Un désir inassouvi me prend, subitement, d’étendre le bras dans mon passé et d’y frapper du poing, de lacérer au couteau ce piètre tableau de ma jeunesse.
Je me sens infiniment fatigué. J’entends au loin le bruit d’un train en circulation, puis la manivelle manuelle d’un passage à niveau.
Des remous de ma mémoire agitée, me vient l’image de notre évasion. Nous nous échappâmes, pendant la nuit, mon frère, ma mère et moi, en voiture, pour aller rejoindre nos grands-parents à la campagne. 
Ce fût un interminable voyage sous le vrombissement menaçant des avions de combat qui survolaient inlassablement le pays. Nous avions tout juste assez de carburant pour parvenir à destination et la peur nous secouait à la seule idée que des routes pouvaient être coupées ou déviées. Il n’y avait plus aucune chaîne de télévision ou de radio en fonctionnement, le monde était en blackout absolu.
De cette époque, que j’essaie depuis toujours d’enfouir, dans les oubliettes de ma mémoire, il me vient, maintenant que je la convoque, l’image de la maisonnette basse et blanche, avec une clôture en bois, dans un village de montagne – il s’agit de la ferme de mes grands-parents.

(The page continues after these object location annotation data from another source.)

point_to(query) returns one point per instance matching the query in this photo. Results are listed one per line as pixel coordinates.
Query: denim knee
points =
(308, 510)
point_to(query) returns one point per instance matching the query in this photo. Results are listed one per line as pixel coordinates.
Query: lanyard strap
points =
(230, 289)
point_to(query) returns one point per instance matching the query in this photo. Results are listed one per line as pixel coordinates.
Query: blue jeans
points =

C’est une des photographies-souvenir de mon ancienne vie. Un passé plein de vie et de joie, jusqu’à ce que se produisent ces événement funestes.
C’est là que nous trouvâmes refuge et nourriture, à un moment de nos existences où l’avenir n’était plus qu’un vide indifférent, qui n’intéressait plus personne. Seule la survie, la vie au jour le jour avait valeur à nos yeux.
Ce moment douloureux de notre vie, et tous les êtres chers qui l’ont peuplé, disparaît désormais comme un cortège qui s’éloigne dans le brouillard.
Le roman de ma vie est peuplé d’êtres invisibles et oubliés. Je voudrais effacer de ma mémoire, à tout jamais, le choc et l’effroi , toute la douleur, la souffrance et la solitude et revenir au bonheur idyllique de notre enfance.
Notre mère s’en est vite allée dans un monde différent. En promenade, il fallait, vers la fin, la tenir par le bras, chacun d’un côté, et littéralement la porter sinon le vent l’aurait balayée.
Nous sentions avec émotion, dans nos mains, son poids dérisoire et nous comprenions qu'elle appartenait désormais au royaume des créatures plus petites, plus légères et facilement soufflées par la bourrasque. Ses derniers mois d’existence étaient comme un lent processus de rétrécissement.
Elle avait entamé le long voyage à travers la maladie et la mort. Elle cheminait vers les lointains, vers le néant sans dimensions. Elle était devenue la musicienne du Grand Silence. Rien ne servait d’essayer d’abolir la Chronologie et de se révolter contre le Temps.
Il fallait juste la porter jusqu’au dernier moment.